The shift to consultation for some of us, rather than direct treatment and direct therapy, was also a big one. When I left public life and went to the private sector, it was because I was not allowed to provide direct therapy anymore; and it was the direct, intensive treatment for children with autism that is beneficial. Professionally, I felt that I needed to do that.

Unfortunately, privately we still have waiting lists, because there are not enough professionals graduating. The field of autism is one of the most difficult fields to deal with in our profession. The lack of communication, the difficulty in behaviour, the intensity in approach and the supervision of the program all take a toll on the therapist as well. It is difficult to attract speech pathologists into the field of autism.
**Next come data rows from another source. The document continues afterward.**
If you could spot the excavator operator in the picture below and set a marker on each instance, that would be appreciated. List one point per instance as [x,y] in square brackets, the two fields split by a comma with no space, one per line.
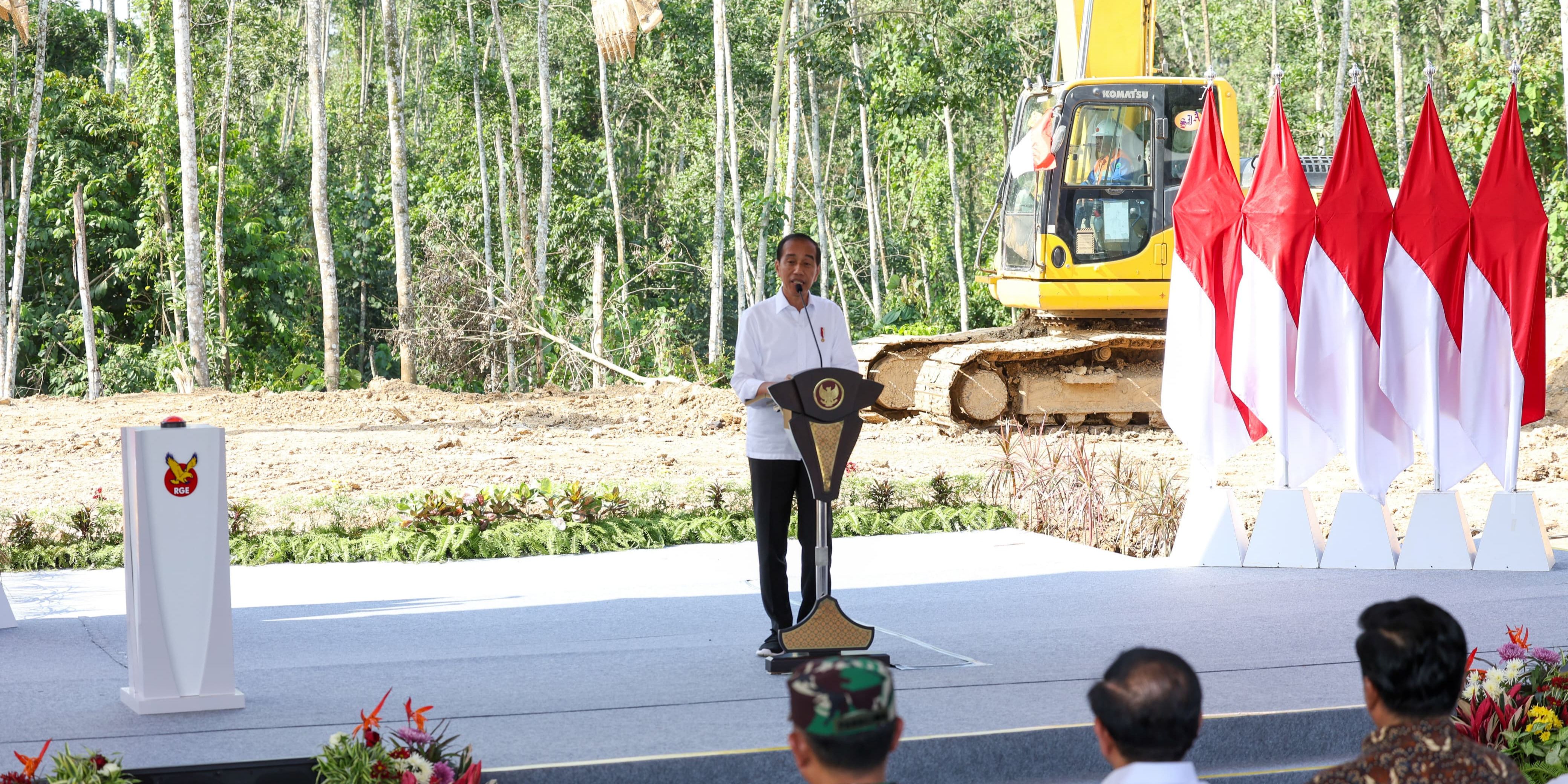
[1112,167]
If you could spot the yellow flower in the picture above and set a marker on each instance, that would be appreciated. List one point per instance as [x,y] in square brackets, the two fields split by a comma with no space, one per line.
[1544,722]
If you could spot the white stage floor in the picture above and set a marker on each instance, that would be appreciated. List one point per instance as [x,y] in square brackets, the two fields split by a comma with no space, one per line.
[559,659]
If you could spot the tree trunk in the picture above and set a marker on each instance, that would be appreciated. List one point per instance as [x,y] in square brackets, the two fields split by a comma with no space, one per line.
[1340,73]
[222,198]
[85,286]
[792,146]
[816,189]
[24,203]
[319,214]
[738,227]
[485,206]
[716,285]
[609,165]
[399,165]
[1399,87]
[596,342]
[869,179]
[520,181]
[959,223]
[190,190]
[546,162]
[113,51]
[760,278]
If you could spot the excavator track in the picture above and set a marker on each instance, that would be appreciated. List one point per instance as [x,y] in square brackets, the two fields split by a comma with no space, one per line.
[1020,374]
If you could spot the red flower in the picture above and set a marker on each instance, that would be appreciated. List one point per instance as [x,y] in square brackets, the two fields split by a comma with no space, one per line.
[1520,637]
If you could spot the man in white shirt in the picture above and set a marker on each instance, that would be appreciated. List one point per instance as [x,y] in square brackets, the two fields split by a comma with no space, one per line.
[1148,709]
[785,335]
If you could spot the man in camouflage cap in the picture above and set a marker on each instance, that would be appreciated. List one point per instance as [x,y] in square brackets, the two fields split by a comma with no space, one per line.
[846,720]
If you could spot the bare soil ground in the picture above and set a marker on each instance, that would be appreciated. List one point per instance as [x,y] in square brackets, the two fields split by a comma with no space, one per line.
[394,438]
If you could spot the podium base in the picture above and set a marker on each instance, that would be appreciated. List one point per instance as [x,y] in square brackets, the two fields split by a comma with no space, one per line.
[1515,538]
[1438,534]
[7,617]
[1361,535]
[786,664]
[181,704]
[1286,534]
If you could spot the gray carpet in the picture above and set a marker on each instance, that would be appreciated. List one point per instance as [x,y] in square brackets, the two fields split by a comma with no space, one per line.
[554,681]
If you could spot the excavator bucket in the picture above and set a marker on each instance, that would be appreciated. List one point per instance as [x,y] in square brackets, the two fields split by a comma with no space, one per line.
[615,24]
[16,13]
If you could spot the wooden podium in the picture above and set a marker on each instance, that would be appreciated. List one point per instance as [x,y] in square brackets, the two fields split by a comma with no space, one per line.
[822,413]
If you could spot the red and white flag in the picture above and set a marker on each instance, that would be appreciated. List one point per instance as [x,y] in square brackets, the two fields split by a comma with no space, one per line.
[1503,361]
[1424,302]
[1277,236]
[1196,393]
[1337,357]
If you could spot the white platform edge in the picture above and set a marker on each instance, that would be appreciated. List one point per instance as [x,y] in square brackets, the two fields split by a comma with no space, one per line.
[1438,534]
[1361,535]
[1286,534]
[181,704]
[1515,538]
[7,617]
[1210,534]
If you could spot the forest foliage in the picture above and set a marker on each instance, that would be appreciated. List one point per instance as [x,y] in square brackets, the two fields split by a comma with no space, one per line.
[918,59]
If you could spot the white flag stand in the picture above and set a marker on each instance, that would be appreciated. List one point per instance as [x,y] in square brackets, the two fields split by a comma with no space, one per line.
[1515,538]
[1286,534]
[179,625]
[7,617]
[1210,534]
[1438,534]
[1361,535]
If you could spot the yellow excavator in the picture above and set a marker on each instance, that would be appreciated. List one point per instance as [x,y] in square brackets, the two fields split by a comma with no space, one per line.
[1086,242]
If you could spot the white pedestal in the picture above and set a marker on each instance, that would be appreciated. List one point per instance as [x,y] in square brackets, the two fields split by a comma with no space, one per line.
[1438,535]
[1210,534]
[1286,532]
[7,617]
[1515,538]
[1361,535]
[179,622]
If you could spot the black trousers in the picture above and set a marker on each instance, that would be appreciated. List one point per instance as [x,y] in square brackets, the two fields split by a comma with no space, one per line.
[777,485]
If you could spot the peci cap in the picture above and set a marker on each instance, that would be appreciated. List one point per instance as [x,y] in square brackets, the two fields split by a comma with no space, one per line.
[841,697]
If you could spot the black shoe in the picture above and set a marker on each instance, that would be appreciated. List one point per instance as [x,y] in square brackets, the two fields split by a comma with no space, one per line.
[770,647]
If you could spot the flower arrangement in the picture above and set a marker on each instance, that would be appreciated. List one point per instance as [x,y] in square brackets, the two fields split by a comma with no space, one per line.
[1518,704]
[89,767]
[418,753]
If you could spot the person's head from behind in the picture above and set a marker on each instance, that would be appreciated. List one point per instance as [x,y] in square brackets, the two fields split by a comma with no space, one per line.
[846,720]
[1412,661]
[1147,708]
[797,261]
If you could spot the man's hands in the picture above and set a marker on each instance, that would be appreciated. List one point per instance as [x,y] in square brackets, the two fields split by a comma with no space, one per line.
[763,389]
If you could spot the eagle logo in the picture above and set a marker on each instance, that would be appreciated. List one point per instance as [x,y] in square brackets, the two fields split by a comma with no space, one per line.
[181,479]
[828,394]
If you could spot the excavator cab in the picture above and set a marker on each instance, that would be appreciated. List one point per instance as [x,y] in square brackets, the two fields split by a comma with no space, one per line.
[1090,237]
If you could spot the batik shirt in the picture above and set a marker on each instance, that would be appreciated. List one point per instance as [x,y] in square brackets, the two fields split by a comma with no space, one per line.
[1424,753]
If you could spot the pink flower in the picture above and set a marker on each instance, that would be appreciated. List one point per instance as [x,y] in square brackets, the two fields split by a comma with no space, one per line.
[441,773]
[412,736]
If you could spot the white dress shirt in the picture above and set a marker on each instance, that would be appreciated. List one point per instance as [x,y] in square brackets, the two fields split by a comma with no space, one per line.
[778,341]
[1153,773]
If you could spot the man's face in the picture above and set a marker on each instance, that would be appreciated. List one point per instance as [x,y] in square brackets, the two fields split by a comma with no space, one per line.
[797,266]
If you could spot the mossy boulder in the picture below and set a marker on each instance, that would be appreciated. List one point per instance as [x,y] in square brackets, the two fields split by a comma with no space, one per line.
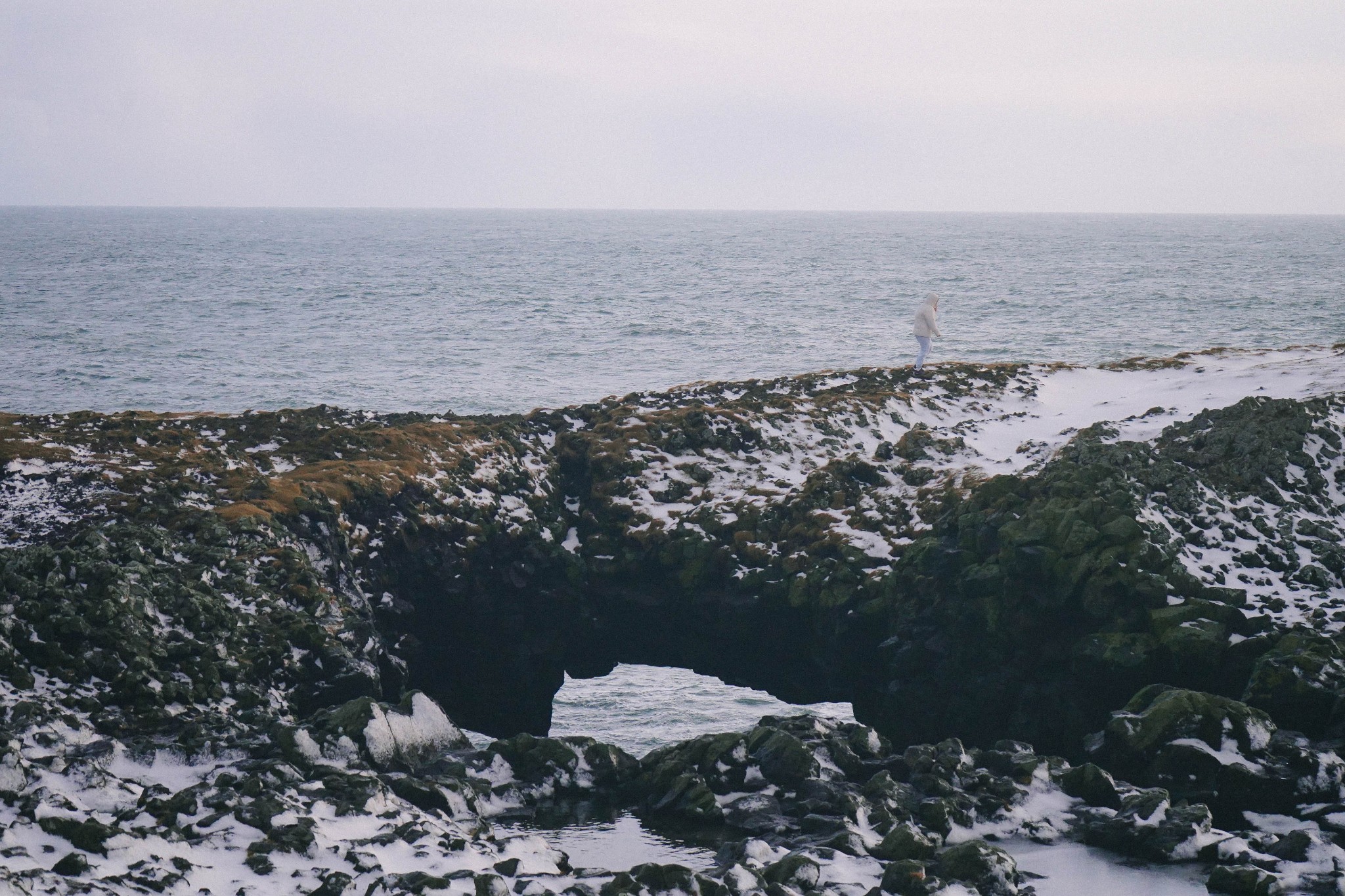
[907,842]
[988,868]
[1300,681]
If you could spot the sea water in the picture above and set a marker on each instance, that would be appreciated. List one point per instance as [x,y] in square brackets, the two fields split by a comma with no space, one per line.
[181,309]
[640,708]
[505,310]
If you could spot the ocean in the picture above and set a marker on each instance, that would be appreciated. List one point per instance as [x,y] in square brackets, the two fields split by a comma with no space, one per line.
[495,312]
[491,312]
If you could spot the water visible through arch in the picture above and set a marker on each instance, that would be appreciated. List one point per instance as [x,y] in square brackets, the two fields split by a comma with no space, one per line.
[640,708]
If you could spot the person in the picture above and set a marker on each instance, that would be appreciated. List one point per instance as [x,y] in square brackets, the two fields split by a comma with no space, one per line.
[927,326]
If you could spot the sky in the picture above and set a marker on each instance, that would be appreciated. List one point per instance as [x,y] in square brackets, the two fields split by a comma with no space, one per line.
[904,105]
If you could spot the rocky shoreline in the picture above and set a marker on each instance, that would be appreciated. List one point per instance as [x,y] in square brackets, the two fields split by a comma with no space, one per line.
[237,648]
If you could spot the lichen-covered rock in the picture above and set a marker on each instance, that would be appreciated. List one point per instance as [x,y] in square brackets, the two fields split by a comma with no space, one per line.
[256,598]
[989,868]
[1218,752]
[1243,880]
[1302,681]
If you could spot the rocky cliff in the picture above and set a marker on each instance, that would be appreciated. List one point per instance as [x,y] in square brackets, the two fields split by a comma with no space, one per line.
[994,553]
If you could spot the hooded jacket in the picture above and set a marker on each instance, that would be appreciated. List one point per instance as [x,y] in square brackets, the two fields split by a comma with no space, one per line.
[927,319]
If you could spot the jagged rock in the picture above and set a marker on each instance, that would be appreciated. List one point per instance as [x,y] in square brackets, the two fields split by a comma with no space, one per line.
[202,582]
[1219,752]
[1095,786]
[1301,680]
[72,865]
[797,871]
[988,868]
[907,842]
[386,736]
[906,878]
[89,834]
[1243,880]
[758,813]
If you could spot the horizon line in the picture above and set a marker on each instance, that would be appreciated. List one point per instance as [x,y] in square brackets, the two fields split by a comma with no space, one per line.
[670,209]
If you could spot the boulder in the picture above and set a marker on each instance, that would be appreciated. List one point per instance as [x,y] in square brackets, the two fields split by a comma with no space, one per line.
[1095,786]
[907,842]
[1300,683]
[1243,880]
[988,868]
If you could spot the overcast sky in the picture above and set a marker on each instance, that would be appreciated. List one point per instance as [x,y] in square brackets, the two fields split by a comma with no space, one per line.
[1170,105]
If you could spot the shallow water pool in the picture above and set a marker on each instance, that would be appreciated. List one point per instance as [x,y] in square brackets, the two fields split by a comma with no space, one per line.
[1074,870]
[619,844]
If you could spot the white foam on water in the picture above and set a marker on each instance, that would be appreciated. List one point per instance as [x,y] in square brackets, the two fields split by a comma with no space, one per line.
[640,708]
[1074,870]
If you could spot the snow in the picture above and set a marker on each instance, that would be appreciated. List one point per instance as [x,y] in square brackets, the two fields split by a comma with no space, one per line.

Ms. Cohen: If I could add to that, it was me who made the comment that up to 70 per cent of our members will be in private practice. Again, to underscore, that shift is not profession-driven necessarily: investment in the salaried resource in our various public institutions has eroded and driven people into private practice.

The other challenge in autism and other disorders is that many professions realize that much treatment requires collaboration and a multidisciplinary approach. That is not something that can be accomplished easily by any private practitioner solo in a community. There must be an investment for that. Physicians will say, who will pay me while I talk to the psychologist, the OT and the speech-language pathologist; and the psychologist will say who will pay me to see this client who needs a lot of service? There must be an investment in the structure to support this kind of work.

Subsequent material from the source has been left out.